My, but they were good to that man, forever inviting him to breakfast or that, and sending for him first thing if they were in a fix! It was all Afiola this, and Afiola that; and he got texts, too, from Mrs. Tweedie, and red worsted dogs, and "God Bless Our Home." By the time they had engineered him into shoes and pants, no one daring to laugh for fear he'd shoot them, they promoted him deacon, and put him on the committee for reroofing the church. Of all mutton-headed proceedings, I never saw the like, specially as he hoodwinked them right along, and acted worse, even, than before. You can imagine Captain Coe's feelings when, rounding up a three months' cruise, he found this six-foot-three of black devil and hypocrite snugged in the Mission house like a maggot in a breadfruit. They say he went on awful, speaking out the truth before them all, and daring Afiola to deny it. But Mrs. Tweedie she got him outside on the veranda, walking up and down with her arm through his, and pleading and going on and begging to beat the band. It shows the power she had over him, that at last he went in and asked Afiola's pardon, and the next day sent him a case of kerosene by way of reparation. I suppose if she had told him to go on his knees he would have done it, being that crazy to please her in everything.

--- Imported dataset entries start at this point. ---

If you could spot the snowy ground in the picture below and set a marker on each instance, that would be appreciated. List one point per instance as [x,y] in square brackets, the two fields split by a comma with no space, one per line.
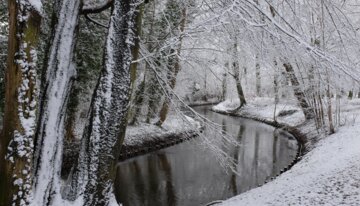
[264,108]
[174,124]
[327,175]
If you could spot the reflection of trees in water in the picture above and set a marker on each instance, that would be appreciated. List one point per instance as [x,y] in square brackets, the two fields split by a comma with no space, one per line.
[137,185]
[256,157]
[169,187]
[274,152]
[233,183]
[153,179]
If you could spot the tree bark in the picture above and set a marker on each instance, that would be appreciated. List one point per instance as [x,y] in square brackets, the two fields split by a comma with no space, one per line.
[299,94]
[21,96]
[236,75]
[105,130]
[173,71]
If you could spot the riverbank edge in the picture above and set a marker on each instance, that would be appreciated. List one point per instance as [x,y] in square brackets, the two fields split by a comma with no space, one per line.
[148,146]
[162,142]
[305,139]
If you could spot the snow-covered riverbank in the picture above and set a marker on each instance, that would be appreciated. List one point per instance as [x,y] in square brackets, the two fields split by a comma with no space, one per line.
[144,138]
[327,175]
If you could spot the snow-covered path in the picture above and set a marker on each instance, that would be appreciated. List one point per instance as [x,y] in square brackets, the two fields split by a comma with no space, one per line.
[328,175]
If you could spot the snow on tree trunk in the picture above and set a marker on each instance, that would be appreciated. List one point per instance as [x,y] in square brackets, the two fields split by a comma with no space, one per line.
[21,97]
[58,77]
[174,70]
[299,94]
[105,131]
[236,74]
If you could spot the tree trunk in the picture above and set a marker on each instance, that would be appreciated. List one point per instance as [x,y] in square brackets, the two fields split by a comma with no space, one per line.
[57,80]
[258,78]
[105,130]
[276,87]
[21,96]
[299,94]
[174,71]
[224,87]
[236,75]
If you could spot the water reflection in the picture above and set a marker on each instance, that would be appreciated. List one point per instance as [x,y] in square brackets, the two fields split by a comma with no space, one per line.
[188,174]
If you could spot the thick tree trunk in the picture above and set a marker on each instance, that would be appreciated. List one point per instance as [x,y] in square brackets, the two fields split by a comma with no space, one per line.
[137,96]
[105,131]
[21,96]
[258,77]
[59,74]
[223,87]
[299,94]
[236,75]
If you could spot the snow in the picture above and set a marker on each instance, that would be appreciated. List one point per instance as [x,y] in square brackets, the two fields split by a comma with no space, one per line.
[36,4]
[59,73]
[264,108]
[327,175]
[173,124]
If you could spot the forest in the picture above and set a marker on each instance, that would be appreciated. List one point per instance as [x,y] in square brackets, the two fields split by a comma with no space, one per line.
[143,102]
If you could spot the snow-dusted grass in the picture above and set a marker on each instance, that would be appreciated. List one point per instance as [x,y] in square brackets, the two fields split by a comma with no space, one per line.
[173,125]
[327,175]
[264,108]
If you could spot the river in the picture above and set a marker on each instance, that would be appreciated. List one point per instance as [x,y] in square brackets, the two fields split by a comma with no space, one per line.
[192,173]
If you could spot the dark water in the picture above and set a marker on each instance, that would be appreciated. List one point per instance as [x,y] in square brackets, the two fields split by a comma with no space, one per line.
[191,173]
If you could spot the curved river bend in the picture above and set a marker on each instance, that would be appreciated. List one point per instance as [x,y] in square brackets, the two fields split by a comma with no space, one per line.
[190,174]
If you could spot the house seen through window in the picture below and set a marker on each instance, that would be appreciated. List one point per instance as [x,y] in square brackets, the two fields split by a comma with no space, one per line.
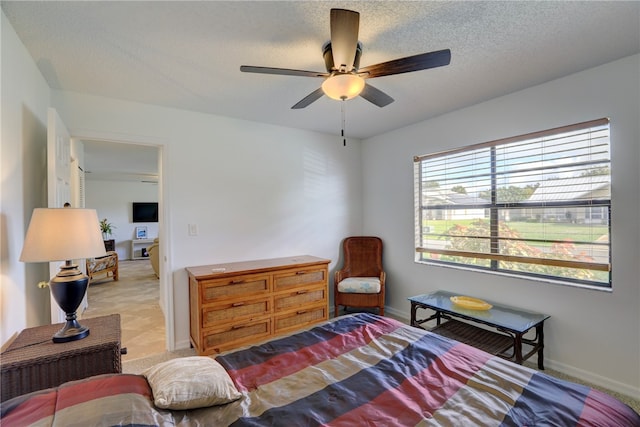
[536,205]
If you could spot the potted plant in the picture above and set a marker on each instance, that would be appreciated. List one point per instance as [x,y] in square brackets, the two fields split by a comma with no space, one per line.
[106,228]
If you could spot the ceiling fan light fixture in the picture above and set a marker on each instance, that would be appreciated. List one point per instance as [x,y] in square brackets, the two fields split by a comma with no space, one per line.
[342,87]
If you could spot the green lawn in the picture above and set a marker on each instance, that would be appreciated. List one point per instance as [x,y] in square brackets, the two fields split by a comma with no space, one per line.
[534,230]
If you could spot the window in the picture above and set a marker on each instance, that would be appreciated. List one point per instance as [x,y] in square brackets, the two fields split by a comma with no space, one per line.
[534,205]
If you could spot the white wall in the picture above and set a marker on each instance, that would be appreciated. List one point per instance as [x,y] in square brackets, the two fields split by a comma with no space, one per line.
[591,334]
[25,98]
[112,200]
[253,190]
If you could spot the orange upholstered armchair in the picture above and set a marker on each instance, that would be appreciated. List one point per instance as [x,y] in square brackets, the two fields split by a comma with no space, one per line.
[361,281]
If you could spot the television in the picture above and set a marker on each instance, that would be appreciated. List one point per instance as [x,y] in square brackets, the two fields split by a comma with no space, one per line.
[145,212]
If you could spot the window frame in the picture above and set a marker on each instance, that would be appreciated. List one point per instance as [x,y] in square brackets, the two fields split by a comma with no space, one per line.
[592,209]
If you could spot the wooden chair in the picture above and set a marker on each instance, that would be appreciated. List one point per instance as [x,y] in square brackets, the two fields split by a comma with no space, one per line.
[361,281]
[106,265]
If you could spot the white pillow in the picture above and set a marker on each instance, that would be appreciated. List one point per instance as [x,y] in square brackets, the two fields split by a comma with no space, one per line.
[360,285]
[189,383]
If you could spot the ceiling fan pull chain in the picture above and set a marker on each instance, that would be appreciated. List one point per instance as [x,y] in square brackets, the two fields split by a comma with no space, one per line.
[344,140]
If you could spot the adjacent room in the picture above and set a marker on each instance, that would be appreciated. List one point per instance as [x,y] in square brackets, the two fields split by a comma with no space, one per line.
[302,201]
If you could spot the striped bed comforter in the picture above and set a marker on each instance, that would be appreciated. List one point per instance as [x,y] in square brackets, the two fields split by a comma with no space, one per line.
[355,370]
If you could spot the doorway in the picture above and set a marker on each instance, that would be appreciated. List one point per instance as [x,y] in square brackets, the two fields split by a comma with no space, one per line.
[118,173]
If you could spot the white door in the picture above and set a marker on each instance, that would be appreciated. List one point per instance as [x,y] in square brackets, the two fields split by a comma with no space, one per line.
[58,182]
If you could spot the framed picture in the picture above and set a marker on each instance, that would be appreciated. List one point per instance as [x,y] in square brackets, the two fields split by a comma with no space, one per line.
[141,232]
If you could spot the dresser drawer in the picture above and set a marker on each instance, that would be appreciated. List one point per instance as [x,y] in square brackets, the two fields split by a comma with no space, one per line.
[231,336]
[212,290]
[213,315]
[299,298]
[299,277]
[299,318]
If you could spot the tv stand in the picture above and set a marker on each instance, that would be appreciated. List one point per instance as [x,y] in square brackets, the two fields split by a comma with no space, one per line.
[137,246]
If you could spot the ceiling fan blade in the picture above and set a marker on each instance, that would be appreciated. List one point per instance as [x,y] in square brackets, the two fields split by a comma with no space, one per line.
[309,99]
[375,96]
[419,62]
[344,38]
[281,71]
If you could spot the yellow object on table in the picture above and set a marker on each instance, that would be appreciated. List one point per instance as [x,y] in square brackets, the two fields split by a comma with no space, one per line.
[470,303]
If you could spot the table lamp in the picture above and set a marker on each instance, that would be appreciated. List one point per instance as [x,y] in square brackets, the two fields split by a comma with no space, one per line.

On second thoughts, however, and after hearing how Afiola had been kicking up, he went to the king and tried to stiffen him to take a stand against Afiola, volunteering to do the job himself, if supported, and proposing to exile the fellar to Makatea, and disperse the rest of the gang about the Group gratis in the Peep o' Day. He said otherwise he was afraid to leave Puna Punou with such a scoundrel loose, and threatened to write to Sydney for a man-of-war. But Maunga the king was a saphead and a coward, and he couldn't see it Coe's way at all; and not having the sense to keep his mouth shut, what does he do but traipse around the settlement, telling everybody what the captain said and wanted.